As we headed back to Marysville we passed a part of town very unlike the historic area. Here the road was lined with the same chain stores we'd found in most other rural towns: Taco Bell, Sonic Drive-In, China Buffet and Pizza Hut. It's at these places, not at the diner, that you'll find all the young people.
We asked them what they thought of life in Marysville:
Marysville youth
"What kinds of things do you do around here on a Saturday night?) Sex, money and drugs. My Saturday night consists of drinking beer and chasing girls. That's about it. But seriously, there's not much to do around here. This is what we do here on a Saturday night. You see those people driving up and down the street? That's what they do all night. And all the towns surrounding this town that's all they do, too. (Are you going to live here all your life?) F*** no! No, we're not. I'm moving to Amsterdam. (What would it take to get young people to stay in small towns? What would make it more fun here?) If they had more street dances, and stuff like that, that would be better. It would, actually, on the mainstreets. If they just had bands up on the streets and stuff, that would keep kids out of trouble from driving down country roads and wrecking up bridges. There's never any music around Marysville. This is what I do. When I want something to do, I go fishing. Fishing's fun. (Anything else about small towns we should know?) THEY SUCK!"

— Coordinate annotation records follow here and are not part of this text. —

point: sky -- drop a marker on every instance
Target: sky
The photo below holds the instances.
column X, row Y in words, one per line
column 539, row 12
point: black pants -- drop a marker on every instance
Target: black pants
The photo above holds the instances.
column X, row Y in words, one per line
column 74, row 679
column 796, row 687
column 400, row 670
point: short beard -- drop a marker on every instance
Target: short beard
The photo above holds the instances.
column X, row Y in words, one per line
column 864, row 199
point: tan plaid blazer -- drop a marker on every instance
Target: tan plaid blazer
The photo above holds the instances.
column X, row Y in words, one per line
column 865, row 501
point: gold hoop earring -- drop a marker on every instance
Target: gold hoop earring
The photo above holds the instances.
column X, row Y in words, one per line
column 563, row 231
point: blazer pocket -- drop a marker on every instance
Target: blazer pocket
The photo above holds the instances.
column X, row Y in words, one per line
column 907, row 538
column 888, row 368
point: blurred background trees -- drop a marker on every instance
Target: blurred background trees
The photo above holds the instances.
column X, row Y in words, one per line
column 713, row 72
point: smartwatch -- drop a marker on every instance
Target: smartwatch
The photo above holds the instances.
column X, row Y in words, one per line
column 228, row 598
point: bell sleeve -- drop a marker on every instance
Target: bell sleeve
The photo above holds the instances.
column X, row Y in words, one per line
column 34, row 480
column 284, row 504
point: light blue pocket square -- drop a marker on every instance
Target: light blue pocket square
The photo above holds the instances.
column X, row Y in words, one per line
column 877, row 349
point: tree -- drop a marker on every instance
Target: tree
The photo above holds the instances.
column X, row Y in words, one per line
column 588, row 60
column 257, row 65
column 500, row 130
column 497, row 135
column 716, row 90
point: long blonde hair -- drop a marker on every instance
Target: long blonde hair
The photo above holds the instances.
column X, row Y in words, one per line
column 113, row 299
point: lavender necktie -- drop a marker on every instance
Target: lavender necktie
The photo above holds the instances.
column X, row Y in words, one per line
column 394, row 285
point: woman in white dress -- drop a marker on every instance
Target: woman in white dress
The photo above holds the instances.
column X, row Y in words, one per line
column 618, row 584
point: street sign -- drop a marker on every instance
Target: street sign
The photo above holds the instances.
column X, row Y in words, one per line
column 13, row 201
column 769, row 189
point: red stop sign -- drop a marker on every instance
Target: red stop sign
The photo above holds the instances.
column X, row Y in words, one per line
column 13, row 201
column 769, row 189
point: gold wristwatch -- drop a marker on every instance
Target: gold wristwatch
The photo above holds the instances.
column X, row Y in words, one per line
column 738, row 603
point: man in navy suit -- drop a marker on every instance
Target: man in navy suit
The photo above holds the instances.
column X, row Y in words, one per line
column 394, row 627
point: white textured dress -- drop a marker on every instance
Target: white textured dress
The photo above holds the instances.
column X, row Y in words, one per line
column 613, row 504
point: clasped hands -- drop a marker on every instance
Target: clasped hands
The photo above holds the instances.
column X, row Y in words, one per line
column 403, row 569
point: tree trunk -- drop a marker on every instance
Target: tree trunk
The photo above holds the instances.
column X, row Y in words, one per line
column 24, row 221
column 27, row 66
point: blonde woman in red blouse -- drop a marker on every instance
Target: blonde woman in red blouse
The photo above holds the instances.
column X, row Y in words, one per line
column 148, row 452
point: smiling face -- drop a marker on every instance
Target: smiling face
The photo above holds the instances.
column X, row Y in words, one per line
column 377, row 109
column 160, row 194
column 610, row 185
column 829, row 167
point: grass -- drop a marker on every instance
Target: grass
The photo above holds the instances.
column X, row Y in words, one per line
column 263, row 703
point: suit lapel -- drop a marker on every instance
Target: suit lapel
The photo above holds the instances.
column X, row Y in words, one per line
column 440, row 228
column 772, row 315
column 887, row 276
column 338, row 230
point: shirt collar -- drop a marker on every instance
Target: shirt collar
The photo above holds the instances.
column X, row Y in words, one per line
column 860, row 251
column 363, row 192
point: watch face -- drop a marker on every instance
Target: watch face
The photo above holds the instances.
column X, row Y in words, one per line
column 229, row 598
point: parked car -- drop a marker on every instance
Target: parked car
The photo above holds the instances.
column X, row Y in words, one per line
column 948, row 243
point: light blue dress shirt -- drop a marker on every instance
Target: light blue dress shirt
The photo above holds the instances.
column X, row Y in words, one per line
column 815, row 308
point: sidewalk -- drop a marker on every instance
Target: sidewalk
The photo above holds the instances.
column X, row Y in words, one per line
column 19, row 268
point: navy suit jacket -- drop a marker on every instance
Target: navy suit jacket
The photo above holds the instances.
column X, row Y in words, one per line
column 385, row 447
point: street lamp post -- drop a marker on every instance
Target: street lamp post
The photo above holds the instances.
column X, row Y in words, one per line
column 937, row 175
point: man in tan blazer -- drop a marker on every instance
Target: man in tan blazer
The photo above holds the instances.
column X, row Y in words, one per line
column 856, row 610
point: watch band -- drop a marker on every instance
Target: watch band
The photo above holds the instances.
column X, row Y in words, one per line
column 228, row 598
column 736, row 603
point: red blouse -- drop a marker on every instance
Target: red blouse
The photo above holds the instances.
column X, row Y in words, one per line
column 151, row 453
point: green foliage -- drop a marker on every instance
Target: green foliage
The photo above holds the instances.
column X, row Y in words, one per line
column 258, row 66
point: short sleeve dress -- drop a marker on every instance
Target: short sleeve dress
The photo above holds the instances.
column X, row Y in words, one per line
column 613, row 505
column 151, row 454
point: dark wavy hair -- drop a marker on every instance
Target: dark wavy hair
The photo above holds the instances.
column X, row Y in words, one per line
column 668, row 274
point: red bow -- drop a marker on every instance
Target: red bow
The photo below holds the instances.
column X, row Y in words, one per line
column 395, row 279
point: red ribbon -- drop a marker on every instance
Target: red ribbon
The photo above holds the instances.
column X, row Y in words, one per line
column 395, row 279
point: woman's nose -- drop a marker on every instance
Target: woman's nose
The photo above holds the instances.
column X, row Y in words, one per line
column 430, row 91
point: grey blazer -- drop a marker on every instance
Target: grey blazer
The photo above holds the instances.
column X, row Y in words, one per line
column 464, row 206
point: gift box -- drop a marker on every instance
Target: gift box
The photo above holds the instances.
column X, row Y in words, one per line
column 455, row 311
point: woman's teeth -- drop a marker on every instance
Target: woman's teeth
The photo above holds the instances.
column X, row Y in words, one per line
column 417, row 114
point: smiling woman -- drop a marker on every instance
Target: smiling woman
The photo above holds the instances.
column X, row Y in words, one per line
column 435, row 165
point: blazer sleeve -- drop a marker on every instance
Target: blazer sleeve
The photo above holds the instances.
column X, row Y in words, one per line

Clearly, these kids will not be attracted to a remake of their parents' culture. If I were born in a small town and Marilyn's was all there was, I'd leave, too. Young people crave an opportunity for creative expression, for something hip and new. Searching for an identity of their own, kids glom on to the identity the corporation that owns Sonic Drive-In sells them.
But I couldn't help speculating that the same chain stores on the outskirts of town that attract the younger generation are also driving them away from their communities. How appealing is a service sector job at Taco Bell, at Wal-Mart, or at Marysville's Pepsi Cola Bottling Company? These low-paying jobs rarely satisfy college-educated youth looking for decent livelihoods.
A song about Wal-Mart written and sung by Susie Phelps, Megen Fuller and myself
It's not a surprise that rural families trying to make ends meet are drawn to Wal-Mart's rock-bottom prices. The irony, however, is that these same supply chains, by selling food products derived from the cheapest sources -- inevitably large-scale industrial farms -- are in many cases the reason the lifeblood is being drained from communities like Marysville.
Lacking land or capital, a young person looking to farm a plot of her own is out of luck. And with other opportunities for self-employment negligible, staying in Marysville must feel like a dead-end.
For most young people, Marysville will be just a stopping place on their way to the city.